The Invisible War
A documentary film
Sept. 19, 2013
Unitarian Universalist Congregation of Atlanta
Third Thursday Cinema, sponsored by the Peace Network
1911 Cliff Valley Way, NE
Atlanta, GA 30329
A $3.00 donation is suggested for the evening, which includes refreshments and a moderated discussion. The film will be shown in Room 210 at 7:00pm on September 19.
The Invisible War is a 2012 documentary film written and directed by Kirby Dick and produced by Amy Ziering and Tanner King Barklow about sexual assault in the United States military. It premiered at the 2012 Sundance Film Festival, where it received the U.S. Documentary Audience Award. The film was nominated for Best Documentary Feature at the 85th Academy Awards.
We urge you to join us in viewing this compelling film and becoming more informed about this issue that plagues both female and male military service personnel.
The Invisible War features interviews with veterans from multiple branches of the United States Armed Forces who recount the events surrounding their assaults. Their stories show many common themes, such as the lack of recourse to an impartial justice system, reprisals against survivors instead of against perpetrators, the absence of adequate emotional and physical care for survivors, the unhindered advancement of perpetrators’ careers, and the forced expulsion of survivors from service.
Interspersed with these first person testimonies are interviews with advocates, journalists, mental health professionals, active duty and retired generals, Department of Defense officials, and members of the military justice system. The film also includes footage, often shot by the veterans themselves, which documents their lives and continuing struggles in the aftermath of their assaults.
In the film’s most prominent narrative, Coast Guard veteran Seaman Kori Cioca struggles to earn benefits from the Department of Veterans Affairs to pay for the many medical difficulties that have resulted from her rape. With the help of attorney Susan L. Burke, Cioca, along with other survivors featured in the film, brings a civil suit against the Department of Defense alleging a failure to adequately address sexual assault within the military.
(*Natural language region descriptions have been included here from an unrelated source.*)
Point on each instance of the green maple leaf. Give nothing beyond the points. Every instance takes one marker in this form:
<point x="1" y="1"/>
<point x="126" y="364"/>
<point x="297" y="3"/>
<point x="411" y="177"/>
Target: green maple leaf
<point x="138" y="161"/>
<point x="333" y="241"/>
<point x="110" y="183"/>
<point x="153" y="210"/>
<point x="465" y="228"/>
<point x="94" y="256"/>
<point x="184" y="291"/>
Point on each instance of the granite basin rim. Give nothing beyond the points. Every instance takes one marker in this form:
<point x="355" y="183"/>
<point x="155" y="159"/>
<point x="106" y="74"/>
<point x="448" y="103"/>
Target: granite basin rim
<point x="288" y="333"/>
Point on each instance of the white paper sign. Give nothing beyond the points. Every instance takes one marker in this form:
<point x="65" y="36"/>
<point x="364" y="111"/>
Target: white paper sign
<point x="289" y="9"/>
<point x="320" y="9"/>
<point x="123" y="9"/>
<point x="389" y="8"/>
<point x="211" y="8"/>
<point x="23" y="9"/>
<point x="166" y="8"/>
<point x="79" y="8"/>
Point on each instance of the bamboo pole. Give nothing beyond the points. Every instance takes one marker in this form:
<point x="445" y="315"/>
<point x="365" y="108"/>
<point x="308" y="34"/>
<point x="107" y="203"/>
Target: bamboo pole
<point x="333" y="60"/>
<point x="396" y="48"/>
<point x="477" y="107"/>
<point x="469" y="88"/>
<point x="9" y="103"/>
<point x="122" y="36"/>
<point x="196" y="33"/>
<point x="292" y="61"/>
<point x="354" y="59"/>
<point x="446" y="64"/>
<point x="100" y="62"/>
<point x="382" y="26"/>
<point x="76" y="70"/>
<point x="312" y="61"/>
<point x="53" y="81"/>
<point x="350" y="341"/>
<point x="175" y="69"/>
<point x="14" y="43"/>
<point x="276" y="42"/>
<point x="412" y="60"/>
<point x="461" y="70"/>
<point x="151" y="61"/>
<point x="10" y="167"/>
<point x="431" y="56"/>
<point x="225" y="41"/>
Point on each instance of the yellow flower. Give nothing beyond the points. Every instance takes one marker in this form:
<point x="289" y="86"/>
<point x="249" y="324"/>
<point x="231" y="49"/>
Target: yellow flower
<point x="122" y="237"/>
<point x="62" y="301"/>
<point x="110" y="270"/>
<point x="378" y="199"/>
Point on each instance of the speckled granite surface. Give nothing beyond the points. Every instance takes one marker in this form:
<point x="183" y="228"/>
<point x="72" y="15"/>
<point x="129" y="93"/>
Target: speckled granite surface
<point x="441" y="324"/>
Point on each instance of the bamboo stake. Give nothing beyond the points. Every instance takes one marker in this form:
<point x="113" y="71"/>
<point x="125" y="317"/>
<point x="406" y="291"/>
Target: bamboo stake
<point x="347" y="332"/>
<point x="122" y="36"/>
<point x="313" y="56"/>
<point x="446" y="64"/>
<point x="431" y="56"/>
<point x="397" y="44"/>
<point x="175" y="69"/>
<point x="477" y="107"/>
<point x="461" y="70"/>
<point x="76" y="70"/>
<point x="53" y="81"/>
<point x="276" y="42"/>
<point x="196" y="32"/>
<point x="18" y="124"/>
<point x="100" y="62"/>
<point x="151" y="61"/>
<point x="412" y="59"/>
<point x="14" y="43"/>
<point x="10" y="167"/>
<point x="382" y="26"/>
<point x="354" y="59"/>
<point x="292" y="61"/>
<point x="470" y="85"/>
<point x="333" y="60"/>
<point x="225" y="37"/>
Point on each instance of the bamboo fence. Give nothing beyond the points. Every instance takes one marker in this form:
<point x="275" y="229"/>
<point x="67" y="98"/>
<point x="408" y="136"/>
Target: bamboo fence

Other past incidents of sexual abuse recounted in the film include the 1991 Navy Tailhook scandal, the 1996 Army Aberdeen scandal, and the 2003 Air Force Academy scandal. The Invisible War uses these examples to argue that the military has consistently made empty promises to address its high rate of sexual assault. These stories culminate with an examination of the previously unreported culture of sexual harassment and sexual assault at the prestigious Marine Barracks Washington.
The survivors and advocates featured in the film call for changes to the way the military handles sexual assault, such as shifting prosecution away from unit commanders, who often are either friends with assailants or are assailants themselves.